Mönchengladbach. Große Verwüstung, keine Beute: Bei dem Versuch, einen Geldautomaten in Mönchengladbach zu sprengen, hat der Geldbehälter nach Polizeiangaben von Mittwoch stand gehalten. Die Täter machten keine Beute. Aber Vorraum der Bank im Stadtteil Neuwerk wurde am frühen Mittwochmorgen verwüstet.

Der Vorfall ereignete sich laut Polizeibericht gegen 2.50 Uhr am Mittwochmorgen in der Filiale „Krahnendonk“ der Deutschen Bank. Anwohner wurden von der Wucht der Explosion aus dem Schlaf gerissen.
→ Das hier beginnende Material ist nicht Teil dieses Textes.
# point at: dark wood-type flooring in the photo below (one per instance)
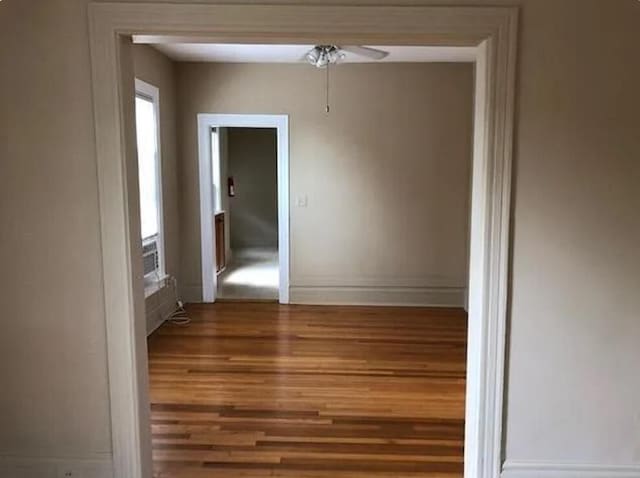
(264, 390)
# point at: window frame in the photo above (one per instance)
(151, 93)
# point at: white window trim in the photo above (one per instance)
(152, 93)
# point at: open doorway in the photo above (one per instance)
(245, 182)
(490, 205)
(244, 206)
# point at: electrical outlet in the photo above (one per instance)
(66, 470)
(301, 201)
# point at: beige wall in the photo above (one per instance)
(574, 327)
(253, 164)
(385, 174)
(154, 68)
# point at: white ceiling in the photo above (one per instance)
(244, 53)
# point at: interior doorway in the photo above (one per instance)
(245, 184)
(244, 206)
(492, 30)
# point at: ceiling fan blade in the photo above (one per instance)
(372, 53)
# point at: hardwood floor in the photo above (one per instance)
(264, 390)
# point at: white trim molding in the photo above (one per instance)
(45, 467)
(492, 30)
(531, 469)
(383, 296)
(207, 121)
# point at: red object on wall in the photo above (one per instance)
(231, 187)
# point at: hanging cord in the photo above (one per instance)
(179, 316)
(327, 86)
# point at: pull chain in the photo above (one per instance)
(327, 87)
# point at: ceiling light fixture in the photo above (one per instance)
(323, 56)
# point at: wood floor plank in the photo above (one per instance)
(264, 390)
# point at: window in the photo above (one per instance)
(150, 184)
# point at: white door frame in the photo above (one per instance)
(493, 30)
(206, 122)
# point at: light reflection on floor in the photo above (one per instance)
(251, 274)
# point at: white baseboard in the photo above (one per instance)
(158, 306)
(394, 296)
(31, 467)
(521, 469)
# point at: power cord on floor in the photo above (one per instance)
(179, 316)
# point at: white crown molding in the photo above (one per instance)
(525, 469)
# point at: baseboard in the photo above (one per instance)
(521, 469)
(395, 296)
(31, 467)
(158, 307)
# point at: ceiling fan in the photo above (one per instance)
(323, 56)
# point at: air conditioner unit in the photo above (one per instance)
(150, 259)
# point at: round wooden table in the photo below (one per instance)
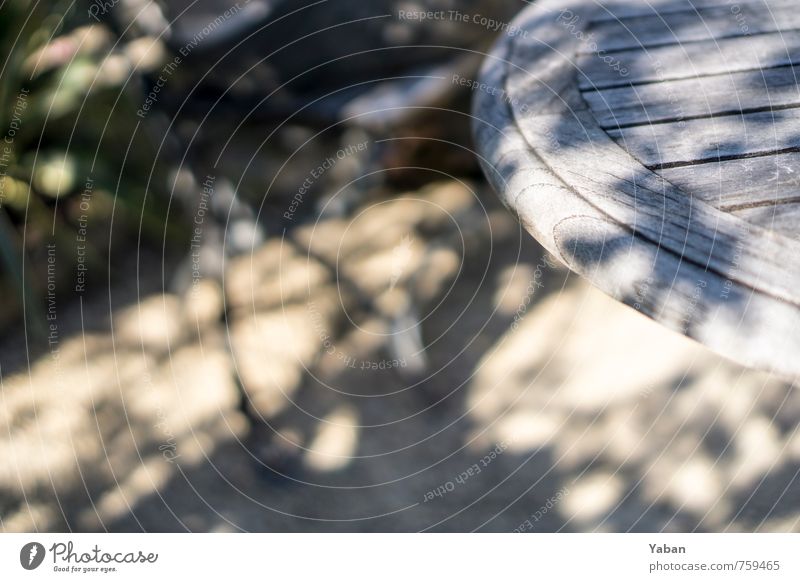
(655, 148)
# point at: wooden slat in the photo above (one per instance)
(739, 183)
(688, 61)
(613, 10)
(706, 273)
(693, 25)
(782, 218)
(709, 139)
(692, 98)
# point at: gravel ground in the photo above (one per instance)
(293, 398)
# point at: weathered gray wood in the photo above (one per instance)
(736, 184)
(706, 273)
(692, 98)
(691, 60)
(723, 20)
(782, 218)
(614, 10)
(711, 138)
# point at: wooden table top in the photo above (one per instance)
(654, 146)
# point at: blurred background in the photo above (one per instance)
(254, 280)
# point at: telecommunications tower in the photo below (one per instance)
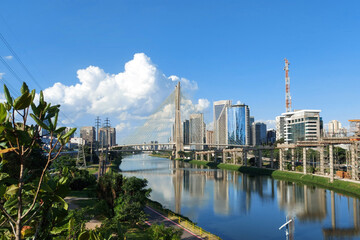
(287, 86)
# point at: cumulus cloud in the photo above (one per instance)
(185, 83)
(130, 96)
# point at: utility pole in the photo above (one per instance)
(97, 125)
(178, 141)
(287, 86)
(107, 126)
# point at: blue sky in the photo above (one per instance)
(231, 49)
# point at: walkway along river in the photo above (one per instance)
(234, 205)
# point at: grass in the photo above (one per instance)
(136, 234)
(159, 155)
(86, 192)
(340, 186)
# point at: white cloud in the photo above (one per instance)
(185, 83)
(2, 97)
(98, 92)
(121, 126)
(127, 97)
(202, 105)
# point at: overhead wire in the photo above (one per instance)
(6, 43)
(18, 59)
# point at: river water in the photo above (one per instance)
(234, 205)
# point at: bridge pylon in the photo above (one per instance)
(178, 138)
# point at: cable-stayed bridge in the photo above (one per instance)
(163, 130)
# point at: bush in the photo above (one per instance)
(289, 166)
(81, 179)
(160, 232)
(252, 161)
(299, 168)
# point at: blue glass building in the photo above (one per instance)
(238, 127)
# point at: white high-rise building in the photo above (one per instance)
(280, 127)
(197, 130)
(301, 125)
(334, 128)
(220, 121)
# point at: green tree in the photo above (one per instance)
(23, 192)
(160, 232)
(130, 204)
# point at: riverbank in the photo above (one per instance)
(340, 186)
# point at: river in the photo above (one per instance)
(234, 205)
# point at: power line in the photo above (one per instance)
(19, 60)
(26, 70)
(11, 70)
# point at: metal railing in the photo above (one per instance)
(192, 227)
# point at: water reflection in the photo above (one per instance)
(225, 202)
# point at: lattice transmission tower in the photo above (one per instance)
(287, 86)
(80, 160)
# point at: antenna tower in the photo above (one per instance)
(80, 160)
(287, 86)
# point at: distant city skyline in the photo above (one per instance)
(121, 59)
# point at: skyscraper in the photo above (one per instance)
(197, 130)
(334, 128)
(88, 134)
(220, 121)
(107, 136)
(259, 133)
(186, 132)
(238, 124)
(252, 120)
(301, 125)
(280, 127)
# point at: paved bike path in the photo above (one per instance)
(157, 218)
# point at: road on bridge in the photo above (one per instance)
(157, 218)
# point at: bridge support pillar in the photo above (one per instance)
(281, 159)
(260, 158)
(333, 218)
(244, 157)
(293, 159)
(322, 169)
(353, 162)
(304, 160)
(331, 157)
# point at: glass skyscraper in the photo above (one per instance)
(238, 125)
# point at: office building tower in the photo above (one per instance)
(220, 121)
(186, 132)
(209, 137)
(280, 127)
(271, 136)
(259, 133)
(335, 129)
(107, 136)
(252, 120)
(197, 130)
(238, 124)
(88, 134)
(301, 125)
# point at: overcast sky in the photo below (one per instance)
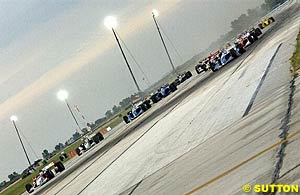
(62, 44)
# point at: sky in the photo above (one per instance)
(47, 45)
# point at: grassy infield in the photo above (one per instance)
(18, 187)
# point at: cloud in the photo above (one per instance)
(139, 20)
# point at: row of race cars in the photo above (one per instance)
(45, 174)
(232, 50)
(54, 168)
(214, 62)
(162, 92)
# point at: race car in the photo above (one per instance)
(225, 57)
(183, 77)
(266, 22)
(45, 175)
(163, 92)
(137, 110)
(202, 66)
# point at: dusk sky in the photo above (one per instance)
(63, 44)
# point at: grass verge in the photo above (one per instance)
(295, 59)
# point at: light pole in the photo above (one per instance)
(63, 96)
(111, 23)
(154, 15)
(13, 120)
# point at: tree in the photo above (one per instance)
(108, 114)
(99, 121)
(13, 176)
(45, 154)
(59, 147)
(84, 130)
(116, 109)
(76, 136)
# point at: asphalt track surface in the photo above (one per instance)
(198, 132)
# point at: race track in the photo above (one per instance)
(199, 132)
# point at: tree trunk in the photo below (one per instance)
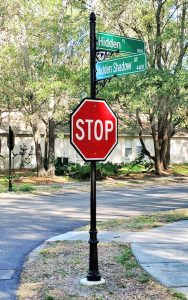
(51, 151)
(39, 160)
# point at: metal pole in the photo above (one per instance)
(10, 169)
(93, 274)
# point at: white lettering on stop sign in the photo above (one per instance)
(99, 130)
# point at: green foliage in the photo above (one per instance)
(82, 172)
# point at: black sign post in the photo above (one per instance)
(93, 274)
(10, 143)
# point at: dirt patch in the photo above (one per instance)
(57, 270)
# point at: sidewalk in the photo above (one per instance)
(162, 252)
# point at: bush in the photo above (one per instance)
(82, 172)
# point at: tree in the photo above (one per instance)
(37, 59)
(160, 93)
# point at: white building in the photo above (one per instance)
(126, 150)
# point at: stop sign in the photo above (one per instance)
(93, 129)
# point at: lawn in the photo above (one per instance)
(56, 271)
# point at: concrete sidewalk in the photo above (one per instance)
(162, 252)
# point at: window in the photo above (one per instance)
(128, 152)
(138, 149)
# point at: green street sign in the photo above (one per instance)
(121, 66)
(115, 43)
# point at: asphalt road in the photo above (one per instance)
(26, 221)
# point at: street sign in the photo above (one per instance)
(116, 43)
(121, 66)
(93, 129)
(10, 139)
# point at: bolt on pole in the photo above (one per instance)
(93, 273)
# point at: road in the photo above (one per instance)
(27, 220)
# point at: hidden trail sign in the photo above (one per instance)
(115, 43)
(93, 129)
(121, 66)
(93, 123)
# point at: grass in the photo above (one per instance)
(180, 169)
(43, 278)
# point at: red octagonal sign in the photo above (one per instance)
(93, 129)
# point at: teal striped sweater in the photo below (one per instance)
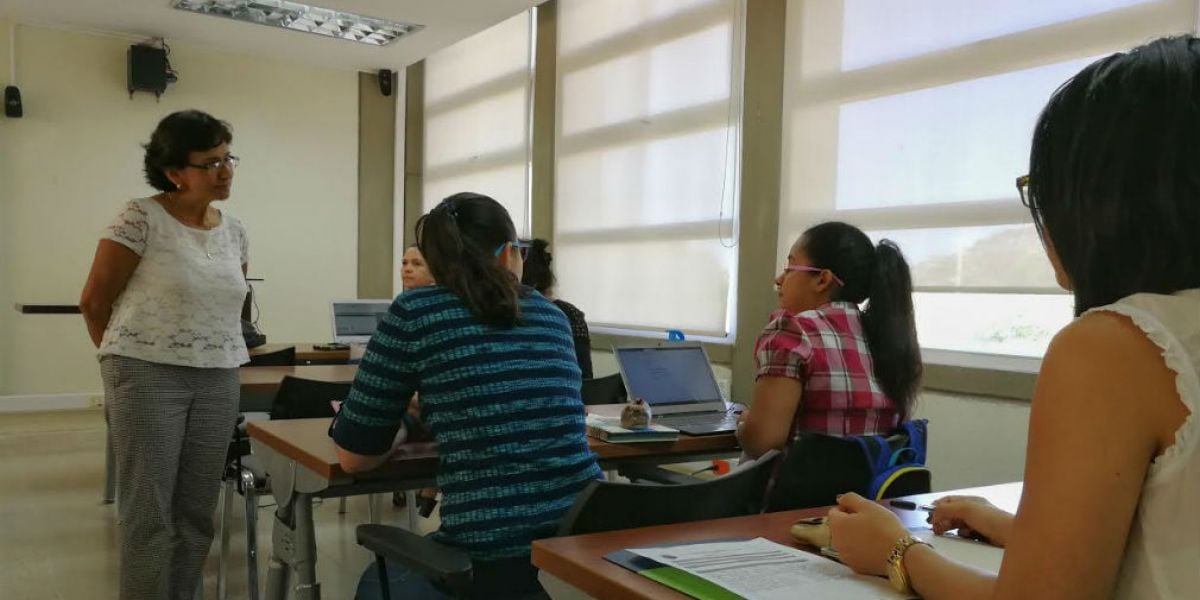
(503, 406)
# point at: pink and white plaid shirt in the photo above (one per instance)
(826, 349)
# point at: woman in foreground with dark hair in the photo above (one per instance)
(499, 388)
(1113, 468)
(540, 276)
(162, 304)
(825, 365)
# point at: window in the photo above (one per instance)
(477, 119)
(913, 119)
(647, 149)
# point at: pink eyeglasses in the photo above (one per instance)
(793, 268)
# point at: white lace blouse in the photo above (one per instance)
(183, 304)
(1162, 557)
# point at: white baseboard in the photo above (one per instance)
(40, 402)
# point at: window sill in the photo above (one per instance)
(981, 375)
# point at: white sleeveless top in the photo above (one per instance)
(1162, 557)
(183, 305)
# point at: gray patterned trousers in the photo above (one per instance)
(171, 429)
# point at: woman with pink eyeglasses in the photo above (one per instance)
(825, 363)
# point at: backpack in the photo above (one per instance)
(819, 467)
(897, 471)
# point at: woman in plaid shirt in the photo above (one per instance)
(826, 365)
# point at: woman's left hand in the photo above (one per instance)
(864, 533)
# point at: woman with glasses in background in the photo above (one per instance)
(825, 364)
(499, 388)
(162, 304)
(1113, 468)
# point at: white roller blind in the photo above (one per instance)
(647, 148)
(477, 119)
(913, 119)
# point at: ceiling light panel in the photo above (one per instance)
(300, 17)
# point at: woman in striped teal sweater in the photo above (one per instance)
(495, 365)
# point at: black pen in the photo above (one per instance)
(909, 505)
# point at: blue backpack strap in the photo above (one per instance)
(917, 431)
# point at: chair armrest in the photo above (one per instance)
(654, 474)
(423, 555)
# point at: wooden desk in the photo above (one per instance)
(307, 443)
(267, 379)
(306, 353)
(579, 561)
(301, 461)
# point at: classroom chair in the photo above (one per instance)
(600, 507)
(295, 399)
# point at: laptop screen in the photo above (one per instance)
(669, 375)
(354, 321)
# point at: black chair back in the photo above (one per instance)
(306, 399)
(605, 505)
(285, 358)
(604, 390)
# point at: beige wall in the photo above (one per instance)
(75, 159)
(6, 313)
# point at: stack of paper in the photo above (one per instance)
(756, 570)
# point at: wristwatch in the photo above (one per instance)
(897, 573)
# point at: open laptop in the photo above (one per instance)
(354, 321)
(677, 381)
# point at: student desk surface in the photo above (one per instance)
(579, 561)
(306, 353)
(267, 379)
(301, 461)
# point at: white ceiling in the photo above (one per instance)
(445, 22)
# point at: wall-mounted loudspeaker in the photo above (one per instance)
(387, 82)
(148, 70)
(12, 107)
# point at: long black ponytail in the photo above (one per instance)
(459, 239)
(879, 276)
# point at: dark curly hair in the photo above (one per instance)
(1114, 175)
(177, 136)
(538, 273)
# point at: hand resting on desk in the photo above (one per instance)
(973, 517)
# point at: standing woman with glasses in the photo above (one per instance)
(1113, 468)
(162, 304)
(499, 388)
(823, 364)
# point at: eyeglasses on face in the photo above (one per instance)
(216, 163)
(1023, 189)
(521, 245)
(793, 268)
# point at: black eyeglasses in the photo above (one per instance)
(216, 163)
(1023, 189)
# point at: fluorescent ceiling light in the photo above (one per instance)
(300, 17)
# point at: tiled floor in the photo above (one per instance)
(58, 541)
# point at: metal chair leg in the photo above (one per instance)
(227, 491)
(109, 469)
(373, 509)
(251, 492)
(383, 576)
(411, 498)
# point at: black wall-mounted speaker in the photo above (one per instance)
(387, 82)
(12, 107)
(148, 70)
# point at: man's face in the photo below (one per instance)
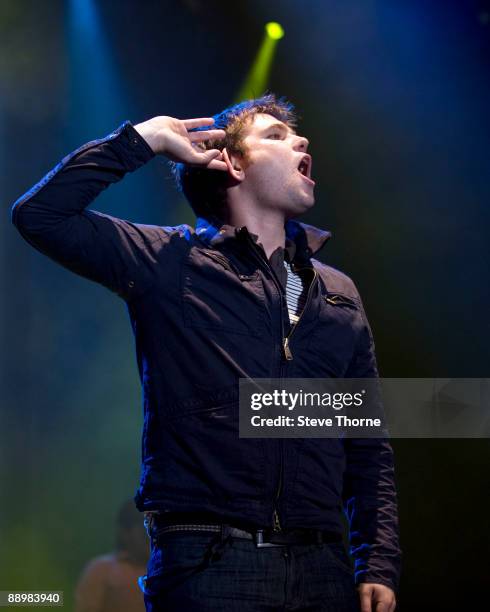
(277, 172)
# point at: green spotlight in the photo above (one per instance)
(256, 81)
(274, 30)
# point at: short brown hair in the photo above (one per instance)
(205, 189)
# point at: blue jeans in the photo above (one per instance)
(194, 572)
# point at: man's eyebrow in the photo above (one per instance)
(281, 126)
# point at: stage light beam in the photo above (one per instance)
(257, 79)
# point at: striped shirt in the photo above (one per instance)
(296, 292)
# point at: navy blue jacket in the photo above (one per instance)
(206, 309)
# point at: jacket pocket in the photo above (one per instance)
(341, 300)
(333, 340)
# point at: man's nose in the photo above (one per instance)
(301, 143)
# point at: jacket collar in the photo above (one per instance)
(308, 239)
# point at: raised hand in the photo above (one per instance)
(171, 137)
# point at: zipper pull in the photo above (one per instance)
(287, 351)
(277, 524)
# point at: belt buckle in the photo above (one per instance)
(149, 519)
(260, 543)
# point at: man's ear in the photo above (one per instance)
(234, 164)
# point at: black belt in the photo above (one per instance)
(263, 538)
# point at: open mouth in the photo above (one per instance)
(304, 168)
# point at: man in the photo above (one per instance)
(235, 524)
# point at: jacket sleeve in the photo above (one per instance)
(369, 493)
(53, 217)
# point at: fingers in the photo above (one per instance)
(365, 597)
(206, 135)
(211, 159)
(192, 123)
(217, 165)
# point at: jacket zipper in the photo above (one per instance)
(276, 523)
(287, 350)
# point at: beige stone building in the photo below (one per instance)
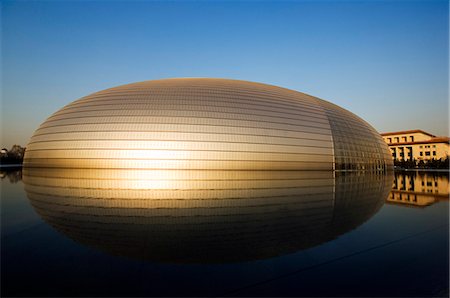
(416, 144)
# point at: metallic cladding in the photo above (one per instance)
(205, 124)
(197, 216)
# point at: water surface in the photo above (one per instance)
(223, 233)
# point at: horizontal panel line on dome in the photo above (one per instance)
(314, 109)
(204, 107)
(185, 159)
(43, 177)
(272, 101)
(315, 198)
(199, 138)
(285, 95)
(146, 204)
(131, 110)
(326, 190)
(197, 211)
(122, 125)
(158, 102)
(108, 119)
(201, 130)
(311, 205)
(140, 136)
(181, 150)
(162, 195)
(185, 189)
(183, 112)
(318, 141)
(288, 95)
(315, 219)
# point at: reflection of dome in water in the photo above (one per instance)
(203, 216)
(205, 124)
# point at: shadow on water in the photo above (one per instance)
(204, 216)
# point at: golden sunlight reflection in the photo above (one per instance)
(195, 216)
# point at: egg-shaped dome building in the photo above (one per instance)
(208, 124)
Sie berichteten, dass zwei bis drei maskierte Täter nach der Sprengung in einem dunklen Auto, vermutlich ein BMW oder Audi, in Richtung der Autobahn 52 zwischen Roermond und Düsseldorf flüchteten.

Der Vorraum der Bank, in dem sich der Geldautomat befindet, wurde erheblich beschädigt. Wie hoch die Summe des Schadens ist und wie viel Geld die Täter erbeuteten konnten, ist noch nicht bekannt.

Die sofort eingeleiteten Fahndungsmaßnahmen, bei denen auch ein Polizeihubschrauber eingesetzt wurde, blieben bislang erfolglos. Zeugen, die Hinweise auf die Tat oder die Täter geben können, werden gebeten, sich unter der Telefonnummer 02161/290 mit der Polizei in Verbindung zu setzen.

Damit wurde die Serie der Geldautomaten-Sprengungen in Nordrhein-Westfalen fortgesetzt. In diesem Jahr hatte es schon Attacken in Duisburg und Recklinghausen gegeben. In beiden Fällen waren die Täter mit dunklen Autos geflüchtet. Im vergangenen Jahr waren in NRW insgesamt 136 Fälle von Automatensprengungen registriert worden.